15. Chemical Reaction Modeling
Consider a model for a chemical reaction, such as the Brusselator, or Belousov-
Zhabotinsky reaction (See Strogatz, S. (1994). Nonlinear Dynamics and
Chaos. Reading, Addison-Wesley. for some infor on these). Study phase
portraits and bifurcation phenomena.
16. Chemical Patterns
There have been interesting experiments recently on patterns arising from
simple chemical reactions. Could these explain the Leopard's spots and
the Zebra's stripes? See Swinney, H. L. (1993). "Spatio-temporal patterns:
Observation and analysis." in Time series prediction: Forecasting the
future and understanding the past. A. S. Weigend and N. A. Gershenfeld.

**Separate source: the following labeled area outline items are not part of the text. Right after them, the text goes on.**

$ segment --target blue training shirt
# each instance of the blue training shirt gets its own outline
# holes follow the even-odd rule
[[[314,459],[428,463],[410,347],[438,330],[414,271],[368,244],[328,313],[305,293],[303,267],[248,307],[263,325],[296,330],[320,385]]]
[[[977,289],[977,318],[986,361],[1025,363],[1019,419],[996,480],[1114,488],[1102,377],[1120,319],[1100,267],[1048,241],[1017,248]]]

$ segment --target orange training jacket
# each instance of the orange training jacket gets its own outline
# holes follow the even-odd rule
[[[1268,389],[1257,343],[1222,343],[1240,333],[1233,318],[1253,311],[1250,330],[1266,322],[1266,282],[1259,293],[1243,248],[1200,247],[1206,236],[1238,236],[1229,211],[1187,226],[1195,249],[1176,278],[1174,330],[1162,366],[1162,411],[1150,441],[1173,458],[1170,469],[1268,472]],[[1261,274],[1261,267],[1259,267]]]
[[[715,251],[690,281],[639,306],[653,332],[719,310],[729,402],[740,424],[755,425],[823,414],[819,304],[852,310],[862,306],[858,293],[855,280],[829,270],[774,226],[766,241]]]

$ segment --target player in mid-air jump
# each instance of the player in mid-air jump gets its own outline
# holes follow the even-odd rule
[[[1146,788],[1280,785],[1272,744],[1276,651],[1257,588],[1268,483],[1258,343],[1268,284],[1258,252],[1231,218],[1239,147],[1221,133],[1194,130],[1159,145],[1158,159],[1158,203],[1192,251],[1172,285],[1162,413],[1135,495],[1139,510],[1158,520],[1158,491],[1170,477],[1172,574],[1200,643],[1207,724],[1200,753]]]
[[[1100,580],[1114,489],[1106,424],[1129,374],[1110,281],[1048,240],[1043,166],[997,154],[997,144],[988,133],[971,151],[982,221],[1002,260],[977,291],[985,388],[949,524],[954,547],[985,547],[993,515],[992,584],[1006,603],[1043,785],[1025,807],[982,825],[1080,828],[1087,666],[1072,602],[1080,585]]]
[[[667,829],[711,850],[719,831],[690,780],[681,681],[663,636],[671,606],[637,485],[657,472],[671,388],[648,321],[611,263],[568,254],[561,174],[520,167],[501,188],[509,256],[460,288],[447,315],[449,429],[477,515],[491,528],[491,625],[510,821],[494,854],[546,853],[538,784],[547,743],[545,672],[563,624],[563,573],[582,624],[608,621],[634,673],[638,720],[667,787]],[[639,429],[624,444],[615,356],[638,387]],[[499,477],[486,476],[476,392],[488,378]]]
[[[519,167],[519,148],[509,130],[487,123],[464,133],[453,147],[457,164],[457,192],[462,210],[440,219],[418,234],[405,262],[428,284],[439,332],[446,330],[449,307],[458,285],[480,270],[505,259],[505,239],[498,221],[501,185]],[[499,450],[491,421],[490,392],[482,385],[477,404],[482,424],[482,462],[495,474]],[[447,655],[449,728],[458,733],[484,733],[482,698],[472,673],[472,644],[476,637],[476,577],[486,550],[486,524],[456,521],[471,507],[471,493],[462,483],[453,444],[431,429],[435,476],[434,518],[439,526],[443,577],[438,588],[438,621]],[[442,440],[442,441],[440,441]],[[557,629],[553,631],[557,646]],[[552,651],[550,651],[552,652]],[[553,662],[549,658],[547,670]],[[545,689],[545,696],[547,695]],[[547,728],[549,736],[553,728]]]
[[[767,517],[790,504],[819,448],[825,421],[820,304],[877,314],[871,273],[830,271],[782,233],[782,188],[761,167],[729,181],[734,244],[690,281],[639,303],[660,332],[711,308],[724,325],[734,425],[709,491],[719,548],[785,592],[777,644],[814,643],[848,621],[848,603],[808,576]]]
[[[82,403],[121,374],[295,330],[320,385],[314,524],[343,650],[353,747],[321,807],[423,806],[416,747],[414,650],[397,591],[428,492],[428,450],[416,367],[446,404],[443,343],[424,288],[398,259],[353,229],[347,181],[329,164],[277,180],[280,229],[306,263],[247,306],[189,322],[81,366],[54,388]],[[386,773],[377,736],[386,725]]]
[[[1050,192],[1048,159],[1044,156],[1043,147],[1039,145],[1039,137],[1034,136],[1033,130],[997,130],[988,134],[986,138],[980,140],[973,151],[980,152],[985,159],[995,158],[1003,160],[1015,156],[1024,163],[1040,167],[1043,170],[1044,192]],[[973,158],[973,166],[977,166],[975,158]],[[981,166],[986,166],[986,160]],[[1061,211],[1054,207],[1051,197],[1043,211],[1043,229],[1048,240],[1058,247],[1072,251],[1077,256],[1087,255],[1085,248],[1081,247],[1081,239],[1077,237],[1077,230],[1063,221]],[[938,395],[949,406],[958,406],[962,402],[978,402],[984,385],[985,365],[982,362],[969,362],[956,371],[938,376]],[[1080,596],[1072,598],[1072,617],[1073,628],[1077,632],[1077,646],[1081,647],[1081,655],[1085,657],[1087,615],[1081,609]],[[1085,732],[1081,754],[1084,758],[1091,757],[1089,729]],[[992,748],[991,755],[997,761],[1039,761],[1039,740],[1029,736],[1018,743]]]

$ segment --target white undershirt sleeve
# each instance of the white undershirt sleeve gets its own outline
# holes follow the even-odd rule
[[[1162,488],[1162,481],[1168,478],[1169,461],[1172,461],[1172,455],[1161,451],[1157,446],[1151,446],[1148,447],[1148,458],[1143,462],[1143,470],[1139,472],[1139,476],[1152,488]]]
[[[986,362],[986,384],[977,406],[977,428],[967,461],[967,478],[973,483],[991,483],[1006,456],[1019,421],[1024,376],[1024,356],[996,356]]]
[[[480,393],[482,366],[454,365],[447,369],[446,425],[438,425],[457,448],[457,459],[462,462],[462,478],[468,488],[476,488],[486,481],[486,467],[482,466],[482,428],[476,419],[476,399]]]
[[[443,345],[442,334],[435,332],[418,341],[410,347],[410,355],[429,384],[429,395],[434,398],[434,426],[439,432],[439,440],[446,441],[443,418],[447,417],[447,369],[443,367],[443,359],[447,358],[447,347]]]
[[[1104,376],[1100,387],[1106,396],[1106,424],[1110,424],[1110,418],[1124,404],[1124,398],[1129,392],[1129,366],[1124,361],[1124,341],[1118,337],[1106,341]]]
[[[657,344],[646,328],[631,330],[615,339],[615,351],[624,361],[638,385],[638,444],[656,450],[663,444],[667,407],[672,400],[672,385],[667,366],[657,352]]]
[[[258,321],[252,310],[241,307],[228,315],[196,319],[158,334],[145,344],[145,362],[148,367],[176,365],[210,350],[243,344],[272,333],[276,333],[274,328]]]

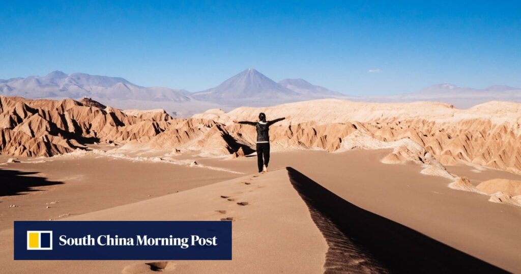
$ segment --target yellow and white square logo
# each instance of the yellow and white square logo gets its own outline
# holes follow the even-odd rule
[[[27,250],[52,250],[53,232],[27,231]]]

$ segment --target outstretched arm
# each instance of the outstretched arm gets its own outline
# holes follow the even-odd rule
[[[278,119],[275,119],[275,120],[271,120],[270,121],[268,121],[268,126],[270,126],[270,125],[272,125],[272,124],[277,123],[277,122],[281,121],[282,121],[282,120],[283,120],[284,119],[286,119],[286,117],[283,117],[282,118],[279,118]]]
[[[243,125],[250,125],[251,126],[255,126],[257,125],[257,123],[255,122],[248,122],[248,121],[240,121],[237,122],[237,120],[233,120],[233,123],[235,124],[242,124]]]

(Reading, MA, Addison Wesley) 557-567.
The problem of mixing has many Industrial applications. The interesting
thing is that mixing has been studied for a long time by people in Dynamical
Systems. Your task is to distinguish between mathematical mixing (part
of ergodic theory) and physical mixing. Think about some possible industrial
applications. Interesting applications to fluid mechanics are in Ottino,
J. M. (1989). The Kinematics of Mixing: Stretching, Chaos, and Transport.
Cambridge, Cambridge Univ. Press, and Aref, H. (1984). "Stirring by Chaotic
Advection." J. Fluid Mech. 143, 1-21.
18. Biological Modeling
Discuss some biological models for synchronization (fireflies), population
dynamics, the swimming of eels, etc. See the book Mathematical Biology
by J.D. Murray for possibilities.
19. Nonlinear Circuits
Build a nonlinear oscillator to demonstrate the Period doubling route to
chaos. Designs can be found in Pecora, L. and Carroll, T. Nonlinear
Dynamics in Circuits, (SingaporeWorld Scientific, 1995).
20. Controlling Chaos
Chaotic systems by their nature are unpredictable. It is interesting that
this very property can be used to make them controllable. This hot topic
was initiated by Ott, E., C. Grebogi, et al. (1990). "Controlling Chaos."
Review Letters 64, 1196-1199. Erik Bollt did his Ph.D. thesis
on this area as well, see Bollt, E. and J. D. Meiss (1994). "Controlling
Transport Through Recurrences." Physica D 81, 280-294.